According to my textbook the answer is: $2\arcsin(\frac{1}{2}x) - \sin(2\arcsin(\frac{1}{2}x))$, but I'm getting something slightly different.
First I tried setting $x = 2 \sin \theta, dx = 2 \cos \theta, \theta = \arcsin(\frac{x}{2})$
$$\int \frac{4\sin^2 \theta}{\sqrt{4(1-\sin^2 \theta})}*2\cos \theta d\theta $$
$$ \int \frac{4\sin^2 \theta}{2\cos \theta}2cos\theta = \int4\sin^2\theta{d\theta}$$
Then I let $u = 2\theta$ $$4 \int \frac{\sin 2\theta + 1}{2} = 4 [\frac{1}{2}\theta + \frac{1}{4} \int \sin udu]$$
$$4[\frac{1}{2}\theta - \frac{\cos u}{4}] = 4 [\frac{\arcsin(\frac{x}{2})}{2} - \cos(2\arcsin(\frac{x}{2}))]$$
Yielding: $$2\arcsin(\frac{x}{2}) - \frac{\cos(2\arcsin(\frac{x}{2}))}{4}$$
What's wrong with this?
You've apparently used an incorrect trigonometric identity,
$$\sin^2 t = \frac{1 + \sin 2t}{2}.$$
This is correct only if you erase all the sines and write cosines instead; it is false if $t = 0$, for example.
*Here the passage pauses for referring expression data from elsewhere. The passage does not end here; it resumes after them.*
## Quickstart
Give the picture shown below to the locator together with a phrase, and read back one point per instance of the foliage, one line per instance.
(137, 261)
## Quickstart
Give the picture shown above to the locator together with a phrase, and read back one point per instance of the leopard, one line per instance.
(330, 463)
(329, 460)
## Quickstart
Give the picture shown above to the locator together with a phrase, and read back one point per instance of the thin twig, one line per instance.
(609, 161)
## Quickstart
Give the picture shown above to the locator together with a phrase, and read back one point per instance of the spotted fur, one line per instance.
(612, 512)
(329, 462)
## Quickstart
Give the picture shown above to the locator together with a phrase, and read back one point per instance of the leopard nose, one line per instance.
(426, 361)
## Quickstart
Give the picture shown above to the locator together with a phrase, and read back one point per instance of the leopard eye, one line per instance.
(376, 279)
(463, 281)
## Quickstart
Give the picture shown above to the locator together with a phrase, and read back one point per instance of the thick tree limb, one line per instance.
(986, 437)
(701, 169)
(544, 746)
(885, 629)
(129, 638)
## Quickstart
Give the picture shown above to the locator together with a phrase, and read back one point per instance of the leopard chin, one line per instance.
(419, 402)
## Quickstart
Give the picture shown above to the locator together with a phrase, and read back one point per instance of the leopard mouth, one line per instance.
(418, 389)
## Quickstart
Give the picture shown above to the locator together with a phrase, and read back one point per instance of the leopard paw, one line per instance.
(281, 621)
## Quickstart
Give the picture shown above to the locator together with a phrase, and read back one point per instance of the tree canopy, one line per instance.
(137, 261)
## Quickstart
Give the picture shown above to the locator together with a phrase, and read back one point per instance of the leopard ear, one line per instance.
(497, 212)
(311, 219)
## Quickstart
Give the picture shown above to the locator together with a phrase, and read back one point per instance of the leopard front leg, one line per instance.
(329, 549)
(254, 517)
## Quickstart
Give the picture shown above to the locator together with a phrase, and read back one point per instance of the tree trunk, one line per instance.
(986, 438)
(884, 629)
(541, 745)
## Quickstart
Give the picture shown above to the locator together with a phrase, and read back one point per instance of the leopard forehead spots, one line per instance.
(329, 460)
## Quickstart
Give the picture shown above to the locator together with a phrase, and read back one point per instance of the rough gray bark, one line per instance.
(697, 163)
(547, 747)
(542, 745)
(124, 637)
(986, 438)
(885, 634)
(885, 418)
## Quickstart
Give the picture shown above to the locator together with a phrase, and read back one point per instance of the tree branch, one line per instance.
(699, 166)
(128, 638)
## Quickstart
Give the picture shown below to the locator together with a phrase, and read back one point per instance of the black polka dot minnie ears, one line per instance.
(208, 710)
The correct identity for $\sin^2 t$ is (among several others, of course)
$$\sin^2 t = \frac{1 - \cos 2t}{2}$$
leading to
$$\int \cos 2\theta \, d\theta = \frac 1 2 \sin 2\theta = \frac 1 2 \sin(2 \arcsin x/2)$$
which has the correct form.